Skunks usually issue a warning, stamping their front feet and turning their flared tail toward the aggressor. If that doesn’t work, they fire away.
If a skunk throws its scent under a house, it’s moving time. Fumigation can take days or weeks.
That’s why trapping them is so difficult. It’s not the trapping – skunks are easy to catch in a baited trap – it’s what happens next that’s touchy. The trapped skunk may become alarmed and agitated and throw its scent, or throw it when someone tries to remove it.
Don’t try this at home. It’s wise to call a professional animal-control trapper. They charge less than a fumigator.
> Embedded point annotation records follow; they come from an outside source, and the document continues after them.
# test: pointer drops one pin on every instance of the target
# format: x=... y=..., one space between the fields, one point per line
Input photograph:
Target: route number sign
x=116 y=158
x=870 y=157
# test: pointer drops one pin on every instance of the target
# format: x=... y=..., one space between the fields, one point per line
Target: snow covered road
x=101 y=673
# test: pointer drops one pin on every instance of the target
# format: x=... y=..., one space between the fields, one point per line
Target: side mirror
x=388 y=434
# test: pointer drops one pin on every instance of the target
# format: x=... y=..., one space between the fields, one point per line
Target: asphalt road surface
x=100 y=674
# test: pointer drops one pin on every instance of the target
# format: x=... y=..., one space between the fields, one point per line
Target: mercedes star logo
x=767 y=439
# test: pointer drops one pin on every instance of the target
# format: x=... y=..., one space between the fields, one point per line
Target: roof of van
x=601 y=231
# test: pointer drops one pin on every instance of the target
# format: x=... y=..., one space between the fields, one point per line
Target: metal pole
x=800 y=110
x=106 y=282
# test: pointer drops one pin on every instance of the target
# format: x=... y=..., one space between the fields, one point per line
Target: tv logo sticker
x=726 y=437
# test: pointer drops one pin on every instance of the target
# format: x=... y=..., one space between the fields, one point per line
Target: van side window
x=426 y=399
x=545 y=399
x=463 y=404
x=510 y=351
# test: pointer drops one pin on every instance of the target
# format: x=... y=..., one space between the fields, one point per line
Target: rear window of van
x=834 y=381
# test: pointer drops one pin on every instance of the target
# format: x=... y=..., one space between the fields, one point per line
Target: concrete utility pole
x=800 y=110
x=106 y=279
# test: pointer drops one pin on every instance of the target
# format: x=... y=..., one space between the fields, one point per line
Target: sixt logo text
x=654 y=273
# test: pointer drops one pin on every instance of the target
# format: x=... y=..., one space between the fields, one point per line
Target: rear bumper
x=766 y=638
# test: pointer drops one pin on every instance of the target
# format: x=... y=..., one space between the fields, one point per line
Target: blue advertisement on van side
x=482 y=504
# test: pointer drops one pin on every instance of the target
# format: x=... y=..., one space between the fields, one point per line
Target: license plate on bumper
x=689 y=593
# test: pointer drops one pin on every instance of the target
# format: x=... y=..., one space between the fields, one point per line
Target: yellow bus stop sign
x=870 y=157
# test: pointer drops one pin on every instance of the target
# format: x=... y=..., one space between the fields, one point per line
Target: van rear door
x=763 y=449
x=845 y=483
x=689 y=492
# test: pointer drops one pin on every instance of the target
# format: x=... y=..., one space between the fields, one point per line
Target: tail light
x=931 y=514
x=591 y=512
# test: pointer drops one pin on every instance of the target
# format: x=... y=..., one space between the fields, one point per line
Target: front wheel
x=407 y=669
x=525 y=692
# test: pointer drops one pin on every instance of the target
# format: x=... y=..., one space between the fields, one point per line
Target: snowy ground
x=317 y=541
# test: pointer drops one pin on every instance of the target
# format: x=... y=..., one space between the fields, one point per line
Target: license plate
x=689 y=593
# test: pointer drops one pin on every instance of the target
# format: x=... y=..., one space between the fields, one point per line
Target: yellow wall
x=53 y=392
Some suggest luring Mr. Stinky from under the house with bait, then sealing the crawl space. But skunks are nocturnal, so you might wait all night for one to come out. And what if you seal a remaining skunk inside?
The Tennessee Wildlife Resources Agency classifies skunks as nuisance animals along with coyotes, beavers, groundhogs and armadillos. They can be hunted and trapped year-round, without limit.
But nobody hunts skunks, and few fur trappers bother with them. At one time skunk pelts were fairly valuable, but nowadays bring only $1 or so. They’re not worth a fur trapper’s time and trouble.
Skunks have no natural predators, aside from an occasional desperate hoot owl, so automobiles are their only threat.
You’ll know they’re in the neighborhood when they hose down a neighborhood pooch that messes with them. Next thing you know, they’ve moved under your house.
When that happens it’s wise to tread carefully and call in a pro to deal with the little stinkers.